I could just pay a drainage guy to come and tell me what he thinks I guess


----------



## G2EWS (May 1, 2006)

Johng1974,

Now don't knock what I am about to tell you!

Get two metal coat hangers and make divining rods. Place lightly in the hands and walk over similar pipe work. With practice you will find that the rods move either inward or outward.

Once you have perfected this and it does not take long, you can walk around the old tank and see what you find.

For the record I was an electronics engineer in the RAF and we used to use this method around the Air Traffic Control Tower's when they wanted to dig up for various civil works!

Regards

Chris


----------



## johng1974 (Jan 17, 2007)

ok will try it !

hope no one see's me hehe

thanks Chris


----------



## johng1974 (Jan 17, 2007)

does it matter how long they are?


----------



## G2EWS (May 1, 2006)

Hi John,

Sorry only just got your post. Busy day in the office!

About 2 ft out and 6 " down. You should be able to do it with a normal wire coat hanger. That is if you can find one these days, they are all plastic!

Regards

Chris


----------



## johng1974 (Jan 17, 2007)

thanks Chris, will have a go in tomorrows sunshine....


----------



## 91645 (May 1, 2005)

Hi there:

I use this pump:
http://pumpmax.de/7.html
and I just received from the USA a reel with 50ft heater hose (goodyear)with a diameter of 1inch (25mm). Our local Koi fish dealer made an elbow for me so I can hook the hose into a drain pipe or hole. Fact was that the plastic wire hose becomes brittle at lower temperatures so I decided for a rubber or similar heater hose. 
The pumpmax pump has a 3inch bayonet coupling so the pump is directly coupled to the tank nozzle. I ran a 12 wire to the tank area.
regards,
John


----------



## johng1974 (Jan 17, 2007)

Chris am I 'divining' for water or a pipe? Just that the pipe will almost definately be dry, unless i throw a hose into it?
j


----------



## 101411 (Oct 15, 2006)

Hi John.

Bloody hell divining rods, metal detectors, 6th sense!!

Get a couple of buckets of water and some red food colouring. Go for a scout round and find as many manhole covers in the area that may be connected to your tank and remove the covers. Mix water and food colouring and chuck in tank, run round all manholes with covers off and look for red coloured water running along the drains. If you see any it doesnt matter where they are connected but they will be connected and you can empty your tanks into their tank with minimum fuss.

Job done and it only costs you about a pound for some food colouring!!

Good luck and let us know how it goes!!

Dazzer


----------



## G2EWS (May 1, 2006)

Hi John,

You can use the rods for water or as we did metal in the cables.

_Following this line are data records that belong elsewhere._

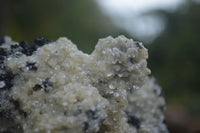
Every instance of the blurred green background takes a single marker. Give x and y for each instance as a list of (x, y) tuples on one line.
[(174, 54)]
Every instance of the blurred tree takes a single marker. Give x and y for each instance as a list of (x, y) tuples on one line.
[(81, 21), (175, 57)]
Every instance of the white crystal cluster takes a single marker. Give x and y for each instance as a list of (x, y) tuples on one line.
[(59, 89)]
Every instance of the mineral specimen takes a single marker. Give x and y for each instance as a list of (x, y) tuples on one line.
[(52, 87)]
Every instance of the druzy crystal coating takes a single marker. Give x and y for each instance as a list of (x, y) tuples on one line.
[(53, 87)]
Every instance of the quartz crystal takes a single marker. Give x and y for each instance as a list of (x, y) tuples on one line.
[(52, 87)]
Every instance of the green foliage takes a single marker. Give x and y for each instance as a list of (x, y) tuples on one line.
[(79, 20), (175, 57)]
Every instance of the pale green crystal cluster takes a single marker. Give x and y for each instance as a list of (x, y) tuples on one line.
[(55, 88)]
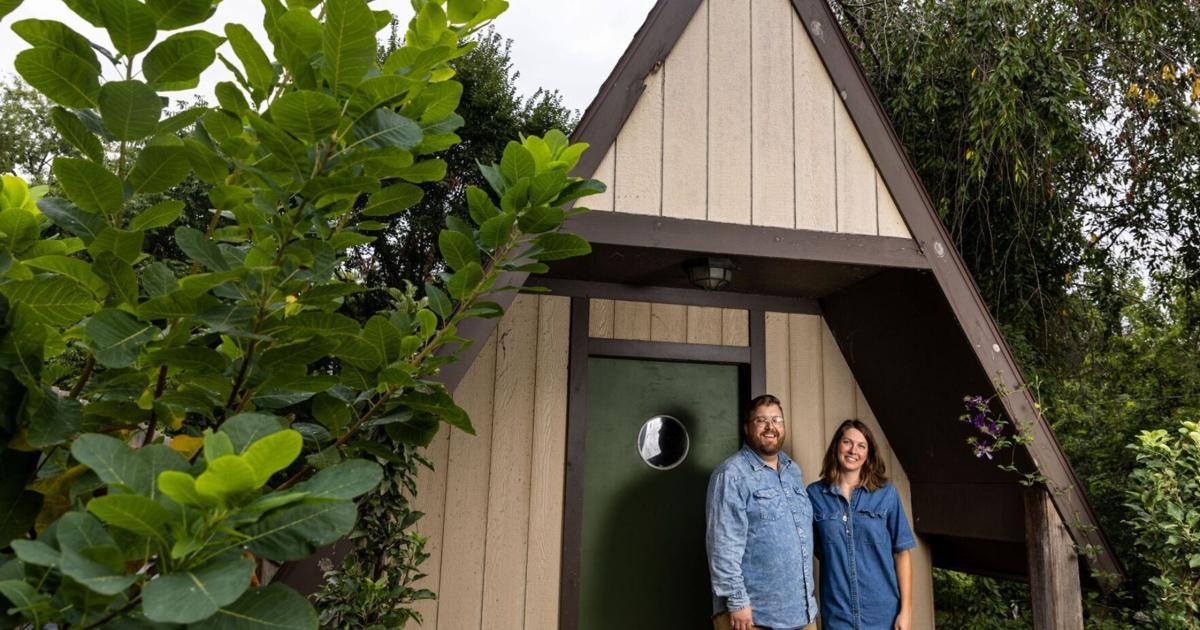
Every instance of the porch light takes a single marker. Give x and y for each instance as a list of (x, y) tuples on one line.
[(711, 274)]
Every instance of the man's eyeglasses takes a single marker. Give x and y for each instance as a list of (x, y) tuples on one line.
[(762, 420)]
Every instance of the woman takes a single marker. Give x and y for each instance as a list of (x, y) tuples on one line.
[(863, 538)]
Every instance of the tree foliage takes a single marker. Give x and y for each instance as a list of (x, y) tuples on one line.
[(173, 417)]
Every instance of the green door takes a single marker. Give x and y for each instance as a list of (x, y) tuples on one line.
[(643, 561)]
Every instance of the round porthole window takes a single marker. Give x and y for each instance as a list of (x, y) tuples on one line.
[(663, 442)]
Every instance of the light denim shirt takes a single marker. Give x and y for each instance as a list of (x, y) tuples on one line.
[(856, 543), (760, 540)]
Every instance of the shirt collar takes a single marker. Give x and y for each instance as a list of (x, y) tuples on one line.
[(756, 462)]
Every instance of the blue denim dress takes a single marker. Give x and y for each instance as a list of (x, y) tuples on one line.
[(856, 543), (760, 540)]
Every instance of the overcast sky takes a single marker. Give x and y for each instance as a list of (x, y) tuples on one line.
[(564, 45)]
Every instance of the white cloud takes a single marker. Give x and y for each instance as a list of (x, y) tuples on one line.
[(569, 46)]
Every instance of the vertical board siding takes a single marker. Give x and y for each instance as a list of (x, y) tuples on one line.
[(600, 313), (508, 501), (814, 141), (808, 395), (685, 114), (891, 222), (496, 547), (856, 178), (640, 154), (744, 99), (735, 328), (468, 473), (631, 321), (606, 172), (544, 563), (729, 111), (773, 193), (669, 322), (805, 365)]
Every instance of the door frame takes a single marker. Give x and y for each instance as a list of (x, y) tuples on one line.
[(582, 347)]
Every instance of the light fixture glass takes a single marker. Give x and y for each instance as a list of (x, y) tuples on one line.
[(711, 274)]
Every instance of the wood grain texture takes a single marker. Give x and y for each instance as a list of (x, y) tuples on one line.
[(431, 499), (600, 315), (773, 193), (735, 327), (467, 489), (508, 501), (705, 325), (777, 357), (545, 550), (856, 178), (891, 222), (729, 111), (640, 154), (838, 382), (606, 173), (685, 117), (669, 322), (631, 321), (816, 192), (805, 367)]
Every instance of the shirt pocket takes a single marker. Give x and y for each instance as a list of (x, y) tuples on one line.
[(769, 504), (873, 526)]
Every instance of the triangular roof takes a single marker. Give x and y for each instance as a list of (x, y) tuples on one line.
[(927, 305)]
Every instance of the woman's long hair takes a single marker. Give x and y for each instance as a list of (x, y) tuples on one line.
[(874, 474)]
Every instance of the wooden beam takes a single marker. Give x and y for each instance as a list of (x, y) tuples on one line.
[(1054, 565)]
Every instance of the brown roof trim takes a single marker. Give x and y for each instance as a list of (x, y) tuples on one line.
[(619, 93), (952, 274)]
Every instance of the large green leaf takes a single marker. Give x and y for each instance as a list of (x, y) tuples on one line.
[(348, 42), (89, 185), (298, 531), (171, 15), (226, 478), (179, 60), (96, 568), (112, 460), (130, 24), (306, 114), (384, 127), (257, 65), (72, 219), (57, 35), (54, 421), (347, 480), (271, 607), (159, 167), (189, 597), (271, 454), (63, 77), (57, 301), (457, 249), (117, 337), (130, 109), (132, 513), (77, 133)]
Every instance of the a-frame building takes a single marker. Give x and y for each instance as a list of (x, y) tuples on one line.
[(743, 130)]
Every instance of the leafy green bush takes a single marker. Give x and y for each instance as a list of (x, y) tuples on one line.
[(1164, 499), (169, 424)]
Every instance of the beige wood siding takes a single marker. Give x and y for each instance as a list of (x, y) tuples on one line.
[(493, 502), (744, 99), (807, 370), (621, 319)]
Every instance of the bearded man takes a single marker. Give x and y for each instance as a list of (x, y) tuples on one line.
[(760, 531)]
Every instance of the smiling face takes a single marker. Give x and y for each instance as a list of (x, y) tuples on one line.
[(852, 450), (765, 430)]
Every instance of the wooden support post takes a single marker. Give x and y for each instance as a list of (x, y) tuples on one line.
[(1054, 565)]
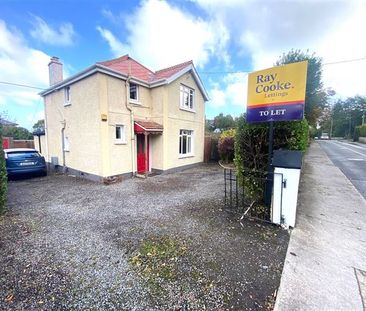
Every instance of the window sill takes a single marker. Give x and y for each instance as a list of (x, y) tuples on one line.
[(135, 102), (120, 142), (183, 156), (188, 110)]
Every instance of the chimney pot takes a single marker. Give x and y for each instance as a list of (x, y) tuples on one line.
[(55, 70)]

The principal is to have the rods as free as possible in your hands and point very slightly down in front of you. If you can find a sleeve for the hand bits it would be better but not necessary.

Dazzer,

It is a very proven method and as you will see above we used to use it all the time in the RAF. The first time I saw a chap whom the RAF had employed doing it we all laughed at him. He of course had the last laugh as the RAF paid him highly to go all over the country. He taught us and we where surprised at how simple and very un-sixth sense it is.

Regards

Chris


----------



## 101411 (Oct 15, 2006)

Hi Chris

Never said i didnt work 8O (I know for a fact it does!!) But the red water down the drain thing is idiot :wink: (not directed a John of course!!) proof and doesnt require a "technique"!!

Dazzer


----------



## johng1974 (Jan 17, 2007)

ok all, well I didnt quite get divine, I looked at the tank near me and it quickly became apparant that it led nowhere, or if it did, it became 'blocked off' sometime ago.

I searched the farm and couldnt find any manholes that were useable, except the main one at the site entrance (100meters away)

I unhooked everything, fired the v8 and drove there  was back and reconnected in 30 mins, was so easy and was so nice to drive it again after 2 months stationary, even if it was only 200 meters. Given me some confidence in using the van on the road too..

I will definately use the Divining method again, in a similar situation 
John


----------